L'auteur évoque aussi la transition économique en évoquant le parcours d'hommes ambitieux et voraces qui dépècent des industries pour mieux les revendre ou qui créent des banques à partir de rien, avec en arrière-fond, le banditisme.

Les autres récits illustrent la cruauté de ces temps tragiques : capturé par les bolchéviks, un meneur est déchiré entre deux choix : doit-il trahir ses anciens camarades de combat ou sacrifier sa famille? Un professeur est interrogé par un tchékiste. Il reconnaît un de ses anciens élèves, de niveau médiocre mais d'origine prolétarienne, pour qui il s'était montré indulgent...

Les récits sont d'une qualité inégale. le lecteur peut se perdre dans la liste des liaisons successives de Nastenka, ou dans le détail d'un mouvement de batterie d'artillerie.

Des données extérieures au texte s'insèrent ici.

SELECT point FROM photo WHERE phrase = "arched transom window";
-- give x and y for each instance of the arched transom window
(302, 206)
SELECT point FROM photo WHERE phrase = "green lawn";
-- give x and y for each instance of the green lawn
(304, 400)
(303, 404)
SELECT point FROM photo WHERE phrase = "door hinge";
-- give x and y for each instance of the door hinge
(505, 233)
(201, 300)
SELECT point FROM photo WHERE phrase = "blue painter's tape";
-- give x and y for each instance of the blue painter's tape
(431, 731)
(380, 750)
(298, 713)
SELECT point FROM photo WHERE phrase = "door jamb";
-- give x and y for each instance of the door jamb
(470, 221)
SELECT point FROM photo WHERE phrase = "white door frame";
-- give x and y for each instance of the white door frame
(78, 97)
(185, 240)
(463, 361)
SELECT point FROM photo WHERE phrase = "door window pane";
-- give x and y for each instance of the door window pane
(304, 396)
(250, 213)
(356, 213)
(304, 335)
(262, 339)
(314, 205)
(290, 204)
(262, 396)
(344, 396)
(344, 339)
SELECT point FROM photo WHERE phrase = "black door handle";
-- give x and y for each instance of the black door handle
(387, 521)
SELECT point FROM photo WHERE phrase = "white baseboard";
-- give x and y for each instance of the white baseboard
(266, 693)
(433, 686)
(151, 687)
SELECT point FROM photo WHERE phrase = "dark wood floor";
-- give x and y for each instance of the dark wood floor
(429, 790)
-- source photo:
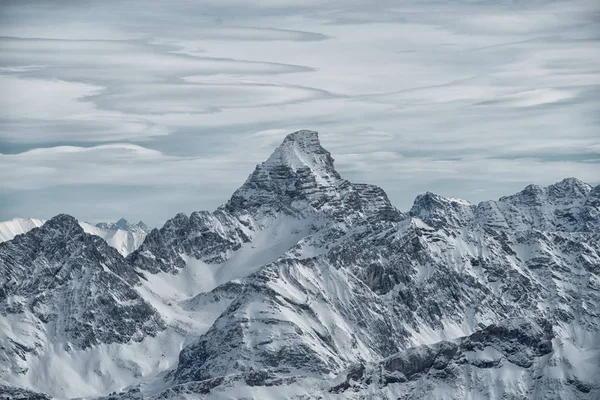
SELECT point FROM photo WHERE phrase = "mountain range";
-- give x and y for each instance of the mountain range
(307, 286)
(122, 235)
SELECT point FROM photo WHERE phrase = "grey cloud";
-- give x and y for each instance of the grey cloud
(472, 100)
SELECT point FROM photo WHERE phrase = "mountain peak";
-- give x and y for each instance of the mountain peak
(122, 223)
(299, 169)
(62, 222)
(301, 150)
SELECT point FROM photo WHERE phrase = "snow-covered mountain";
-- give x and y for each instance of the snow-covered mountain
(18, 226)
(122, 235)
(305, 285)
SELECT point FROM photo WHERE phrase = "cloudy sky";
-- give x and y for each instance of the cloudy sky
(145, 109)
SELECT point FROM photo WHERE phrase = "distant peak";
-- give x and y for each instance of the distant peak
(303, 136)
(572, 183)
(303, 150)
(63, 222)
(298, 169)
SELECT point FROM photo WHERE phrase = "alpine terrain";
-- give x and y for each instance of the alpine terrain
(122, 235)
(307, 286)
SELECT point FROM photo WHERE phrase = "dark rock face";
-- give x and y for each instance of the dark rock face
(450, 295)
(74, 283)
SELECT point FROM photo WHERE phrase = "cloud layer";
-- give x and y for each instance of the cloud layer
(471, 100)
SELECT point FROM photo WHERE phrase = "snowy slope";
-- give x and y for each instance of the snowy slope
(18, 226)
(122, 235)
(306, 285)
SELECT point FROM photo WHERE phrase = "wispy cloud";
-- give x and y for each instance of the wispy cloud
(468, 99)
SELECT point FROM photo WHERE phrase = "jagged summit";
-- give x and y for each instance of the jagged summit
(64, 223)
(302, 149)
(300, 177)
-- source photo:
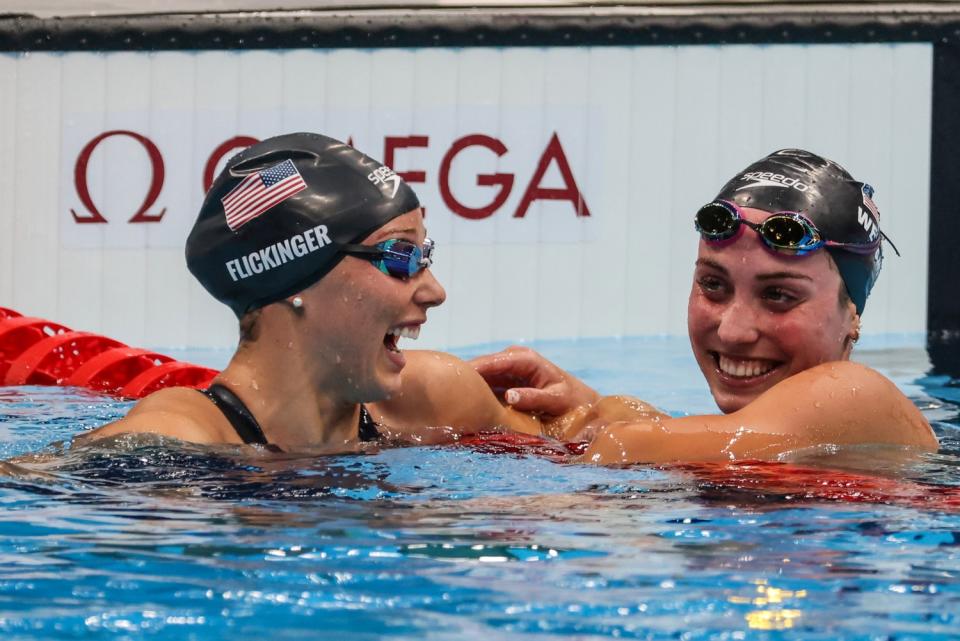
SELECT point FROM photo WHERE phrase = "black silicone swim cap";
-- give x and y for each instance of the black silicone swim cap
(272, 222)
(820, 189)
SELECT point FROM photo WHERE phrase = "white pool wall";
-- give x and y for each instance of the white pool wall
(649, 133)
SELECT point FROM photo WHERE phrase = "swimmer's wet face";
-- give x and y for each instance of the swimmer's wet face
(756, 317)
(357, 314)
(395, 257)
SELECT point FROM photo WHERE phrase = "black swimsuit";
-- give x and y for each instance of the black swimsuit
(249, 429)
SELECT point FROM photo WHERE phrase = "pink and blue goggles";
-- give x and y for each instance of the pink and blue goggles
(394, 257)
(785, 232)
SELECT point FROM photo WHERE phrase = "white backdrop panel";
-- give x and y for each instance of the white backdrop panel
(644, 135)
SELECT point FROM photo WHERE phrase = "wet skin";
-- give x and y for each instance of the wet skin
(756, 317)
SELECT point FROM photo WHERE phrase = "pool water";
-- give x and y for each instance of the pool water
(142, 540)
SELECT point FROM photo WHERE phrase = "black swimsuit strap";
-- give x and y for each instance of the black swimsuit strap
(237, 413)
(249, 429)
(368, 428)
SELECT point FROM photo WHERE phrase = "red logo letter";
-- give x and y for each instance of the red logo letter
(504, 181)
(156, 182)
(535, 192)
(237, 142)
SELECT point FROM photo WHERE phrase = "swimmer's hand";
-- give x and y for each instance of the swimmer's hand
(530, 383)
(583, 423)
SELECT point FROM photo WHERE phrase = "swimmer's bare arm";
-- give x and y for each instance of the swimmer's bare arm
(840, 403)
(570, 408)
(440, 390)
(177, 412)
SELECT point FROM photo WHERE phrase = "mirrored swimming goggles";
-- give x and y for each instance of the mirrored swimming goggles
(785, 232)
(398, 258)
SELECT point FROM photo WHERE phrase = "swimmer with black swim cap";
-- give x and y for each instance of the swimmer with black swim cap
(789, 251)
(322, 254)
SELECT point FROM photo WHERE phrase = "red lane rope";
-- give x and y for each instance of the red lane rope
(35, 351)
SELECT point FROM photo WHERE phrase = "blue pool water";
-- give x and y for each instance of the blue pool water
(144, 541)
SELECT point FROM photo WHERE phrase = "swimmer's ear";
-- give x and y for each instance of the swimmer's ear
(853, 335)
(296, 304)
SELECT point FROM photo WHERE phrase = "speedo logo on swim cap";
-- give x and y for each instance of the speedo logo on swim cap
(277, 254)
(385, 176)
(770, 179)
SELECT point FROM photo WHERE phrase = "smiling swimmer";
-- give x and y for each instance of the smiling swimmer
(322, 254)
(789, 251)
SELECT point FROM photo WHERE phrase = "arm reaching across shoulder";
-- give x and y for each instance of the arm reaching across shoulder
(440, 390)
(531, 383)
(841, 403)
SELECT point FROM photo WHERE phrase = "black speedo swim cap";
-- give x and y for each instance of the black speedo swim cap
(820, 189)
(272, 223)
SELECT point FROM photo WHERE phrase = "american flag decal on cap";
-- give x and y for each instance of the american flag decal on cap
(260, 191)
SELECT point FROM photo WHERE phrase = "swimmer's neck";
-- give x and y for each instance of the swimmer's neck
(285, 397)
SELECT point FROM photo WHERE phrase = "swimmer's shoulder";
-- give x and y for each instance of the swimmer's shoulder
(441, 389)
(180, 412)
(854, 402)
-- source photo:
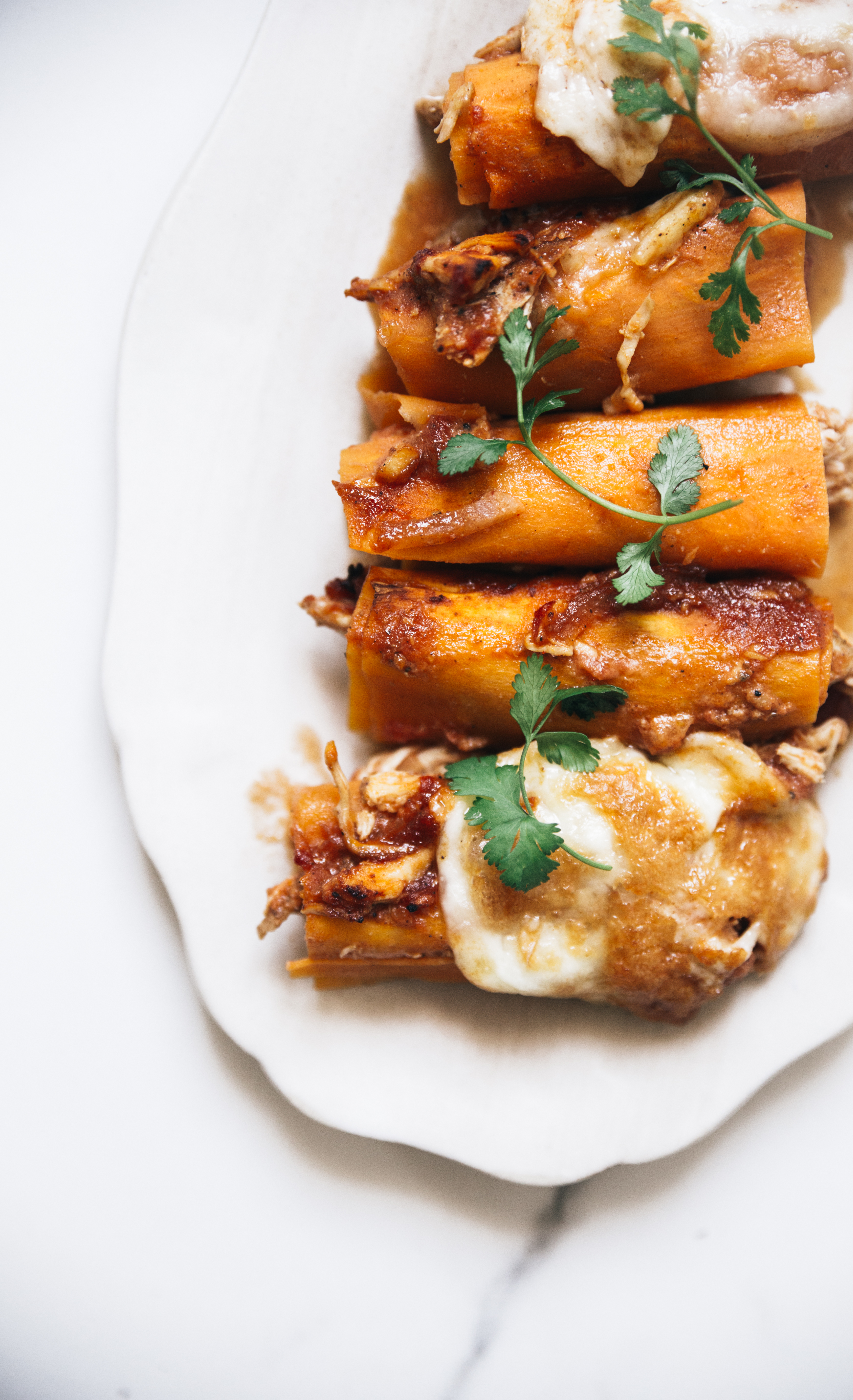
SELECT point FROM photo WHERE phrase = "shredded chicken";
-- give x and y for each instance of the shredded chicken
(335, 608)
(501, 48)
(491, 509)
(460, 99)
(432, 111)
(809, 752)
(380, 883)
(411, 759)
(627, 400)
(348, 815)
(282, 901)
(837, 436)
(666, 236)
(842, 657)
(328, 612)
(390, 792)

Mais le recueil est riche d'enseignements sur l'histoire russe et sur ces destins d'hommes écrasés par leur époque tragique. J'ai découvert un autre Soljénitsyne, dans un registre différent du témoignage sur le Goulag, mais qui a gardé un oeil critique sur son époque, bien plus ouvert que pouvaient laisser présager les critiques sur ses écrits publiés à son retour en Russie. le recueil m'a semblé plus complet que celui intitulé "la maison de Matriona". Petite surprise d'un des traducteurs : j'ai trouvé un "Jeannot" dans le texte, traduction de Vania, alors que les diminutifs des prénoms russes sont toujours conservés tel quel dans le texte français.